Heroes English-Spanish Dubbed Movie Speech Corpus

License:

CC-BY-SA-4.0

Steward:

Community

Task: NLP

Release Date: 3/23/2026

Format: wav, csv, txt

Size: 1.68 GB

Description

Heroes corpus contains mapped bilingual (English and Spanish) speech segments from the TV series Heroes. It contains 7000 single speaker speech segments extracted from the original and Spanish dubbed version of 21 episodes. Audio segments are accompanied with subtitle transcriptions and word-level prosodic/paralinguistic information. Each episode directory contains word-level and segment-level information of the whole episode and also parallel samples extracted under segments_eng and segments_spa subdirectories. Each sample is stored as a wave audio file, text file and a csv file containing word timing information and word-level paralinguistic and prosodic features (speaker id, mean f0, mean intensity).

Specifics

Licensing

Creative Commons Attribution Share Alike 4.0 International (CC-BY-SA-4.0)

https://spdx.org/licenses/CC-BY-SA-4.0.html

Considerations

Restrictions/Special Constraints

This dataset is intended solely for research and scientific purposes.

Forbidden Usage

No forbidden usages.

Processes

Ethical Review

The Heroes corpus consists of short, isolated speech segments (averaging about 2.5 seconds each) extracted from dubbed TV episodes, annotated with prosodic and linguistic features for computational linguistics research.

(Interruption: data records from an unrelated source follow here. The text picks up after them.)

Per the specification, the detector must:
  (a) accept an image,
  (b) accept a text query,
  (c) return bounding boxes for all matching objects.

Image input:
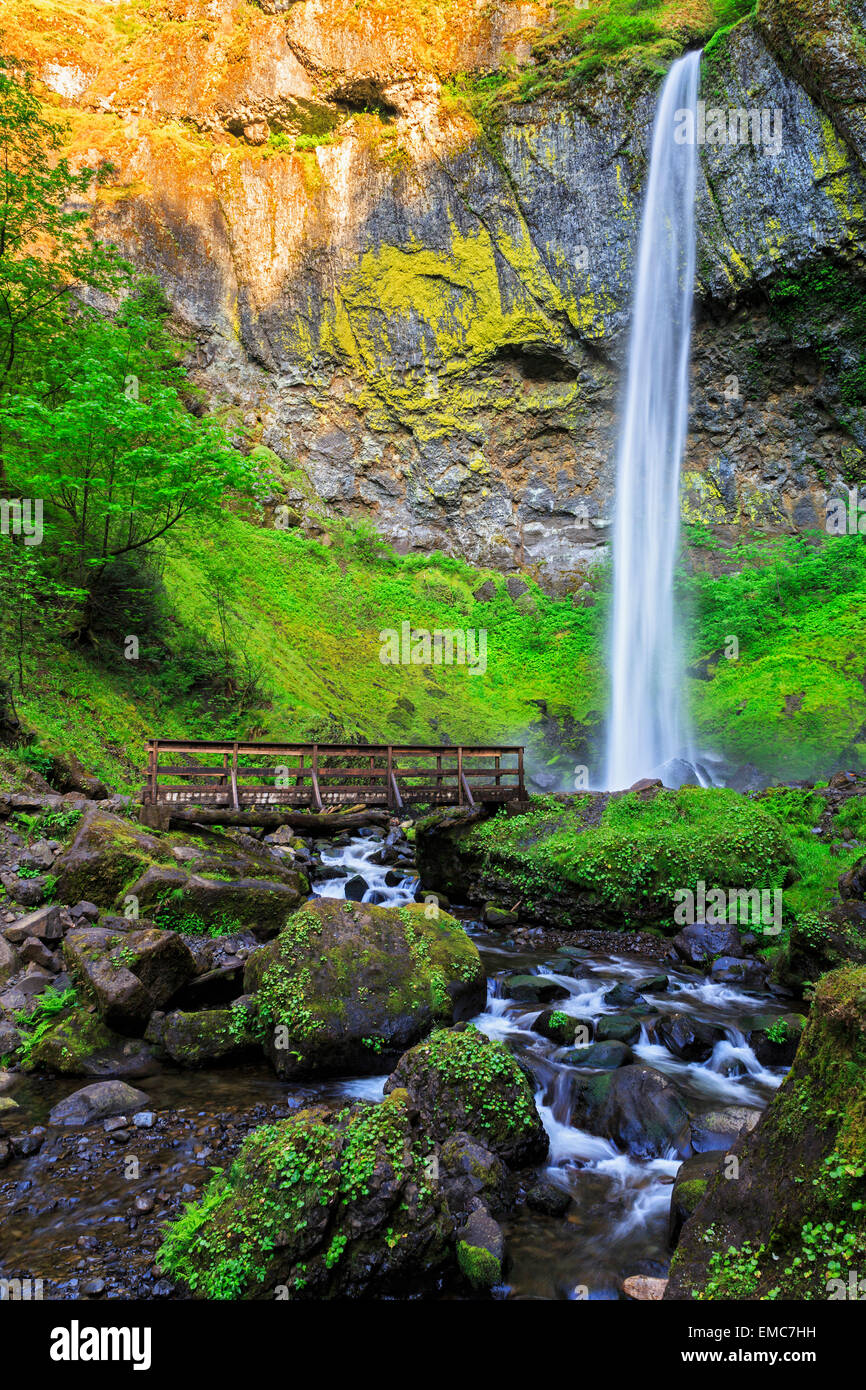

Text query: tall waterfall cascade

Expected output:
[605,53,701,790]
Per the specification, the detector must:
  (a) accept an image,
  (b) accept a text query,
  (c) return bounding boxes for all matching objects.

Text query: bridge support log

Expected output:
[140,802,391,834]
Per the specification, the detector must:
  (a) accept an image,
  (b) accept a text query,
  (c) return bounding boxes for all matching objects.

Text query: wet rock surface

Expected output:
[0,811,796,1298]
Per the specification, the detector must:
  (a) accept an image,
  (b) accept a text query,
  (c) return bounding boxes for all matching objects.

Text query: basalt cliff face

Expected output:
[10,0,866,588]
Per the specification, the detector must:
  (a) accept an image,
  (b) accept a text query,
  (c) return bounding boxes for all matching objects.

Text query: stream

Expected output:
[0,831,785,1300]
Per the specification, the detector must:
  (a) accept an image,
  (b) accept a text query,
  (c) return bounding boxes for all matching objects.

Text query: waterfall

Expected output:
[605,53,701,790]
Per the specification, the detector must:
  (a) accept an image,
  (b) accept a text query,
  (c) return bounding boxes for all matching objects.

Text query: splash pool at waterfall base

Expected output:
[0,833,787,1300]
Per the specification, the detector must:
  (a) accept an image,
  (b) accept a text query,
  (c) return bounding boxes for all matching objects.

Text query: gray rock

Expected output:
[3,905,63,945]
[671,922,744,966]
[49,1081,149,1125]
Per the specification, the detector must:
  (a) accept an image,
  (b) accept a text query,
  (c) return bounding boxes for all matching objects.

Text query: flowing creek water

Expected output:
[0,831,785,1298]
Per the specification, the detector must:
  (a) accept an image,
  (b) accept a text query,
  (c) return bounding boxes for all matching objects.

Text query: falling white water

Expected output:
[605,53,701,790]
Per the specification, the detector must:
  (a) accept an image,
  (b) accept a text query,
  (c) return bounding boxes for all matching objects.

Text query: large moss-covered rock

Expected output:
[54,806,309,937]
[385,1024,548,1168]
[128,849,309,940]
[773,902,866,994]
[160,1006,260,1066]
[63,927,196,1037]
[664,966,866,1300]
[157,1091,456,1300]
[54,806,168,908]
[245,898,485,1076]
[416,787,794,928]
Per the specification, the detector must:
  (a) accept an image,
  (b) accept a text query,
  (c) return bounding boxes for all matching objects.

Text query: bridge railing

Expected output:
[142,738,525,810]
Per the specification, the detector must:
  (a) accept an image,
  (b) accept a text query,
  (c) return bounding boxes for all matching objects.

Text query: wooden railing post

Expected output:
[232,739,240,810]
[147,738,160,805]
[311,744,322,810]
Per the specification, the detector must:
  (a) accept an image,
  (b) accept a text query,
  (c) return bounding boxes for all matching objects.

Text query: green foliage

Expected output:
[15,988,78,1068]
[157,1094,430,1300]
[680,532,866,778]
[424,1023,537,1140]
[460,787,792,922]
[446,0,755,116]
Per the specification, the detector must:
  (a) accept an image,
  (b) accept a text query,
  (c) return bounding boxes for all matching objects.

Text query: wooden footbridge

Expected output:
[142,738,525,824]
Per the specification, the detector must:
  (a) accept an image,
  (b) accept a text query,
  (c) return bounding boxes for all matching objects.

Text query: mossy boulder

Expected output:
[664,966,866,1301]
[54,808,309,937]
[416,787,794,928]
[742,1013,806,1066]
[26,1008,158,1080]
[63,927,196,1037]
[157,1091,456,1300]
[667,1150,724,1250]
[773,901,866,994]
[245,898,485,1077]
[532,1009,577,1047]
[160,1005,260,1066]
[128,855,309,940]
[385,1024,548,1168]
[54,806,168,908]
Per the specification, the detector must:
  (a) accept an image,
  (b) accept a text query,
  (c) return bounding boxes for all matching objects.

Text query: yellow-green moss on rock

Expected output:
[245,898,485,1076]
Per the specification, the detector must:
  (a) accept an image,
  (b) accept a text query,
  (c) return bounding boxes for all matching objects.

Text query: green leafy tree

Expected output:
[0,282,253,603]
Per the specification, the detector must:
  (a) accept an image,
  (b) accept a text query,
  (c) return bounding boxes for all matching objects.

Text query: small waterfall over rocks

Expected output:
[605,53,703,790]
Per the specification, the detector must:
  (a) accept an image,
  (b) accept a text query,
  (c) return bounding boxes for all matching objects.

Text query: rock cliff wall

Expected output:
[4,0,866,588]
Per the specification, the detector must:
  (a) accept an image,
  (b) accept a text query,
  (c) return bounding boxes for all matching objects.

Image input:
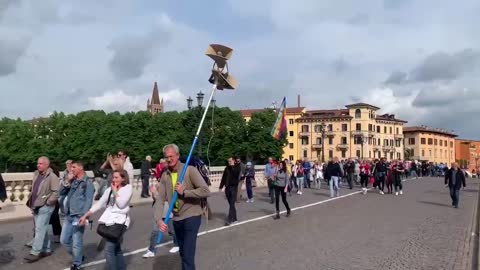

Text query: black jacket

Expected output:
[220,164,241,189]
[327,162,342,179]
[445,168,466,189]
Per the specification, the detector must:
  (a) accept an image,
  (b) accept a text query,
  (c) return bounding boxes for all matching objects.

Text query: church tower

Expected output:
[147,82,163,114]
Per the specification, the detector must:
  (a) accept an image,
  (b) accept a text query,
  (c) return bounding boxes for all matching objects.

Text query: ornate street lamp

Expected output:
[187,96,193,110]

The segments are decontextualized and cannot be used to reconstruct the original audiovisual content — they serve a fundamentally different, transformative purpose from the original work. The corpus was created at Universitat Pompeu Fabra and published through their institutional repository under a CC BY-SA 4.0 license. The methodology and fair use justification are described in the peer-reviewed paper "Corpora compilation for prosody-informed speech processing" (Öktem, Farrús & Bonafonte, 2021, Language Resources & Evaluation, Springer). Under EU Directive 2019/790 (Article 3), text and data mining for scientific research purposes by research organizations is permitted, which applies here. The dataset would only be made available for research purposes. Given the nature of the extracted segments — short, fragmented, prosodically annotated, and representing a small fraction of the source material — there is no risk of substitution for the original copyrighted work.

Intended Use

Research on dubbing, automatic dubbing, spoken machine translation

Metadata

This dataset (referred to as "Heroes Corpus") contains short audio and text excerpts (2.44 seconds in average) from the TV series "Heroes" (Copyright Universal Media Studios (2006-2007,2007-2008, 2008-2009)). It is compiled and used only for research purposes. Creation of this dataset is partially financed by the UPF DTIC-Maria de Maeztu Strategic Program.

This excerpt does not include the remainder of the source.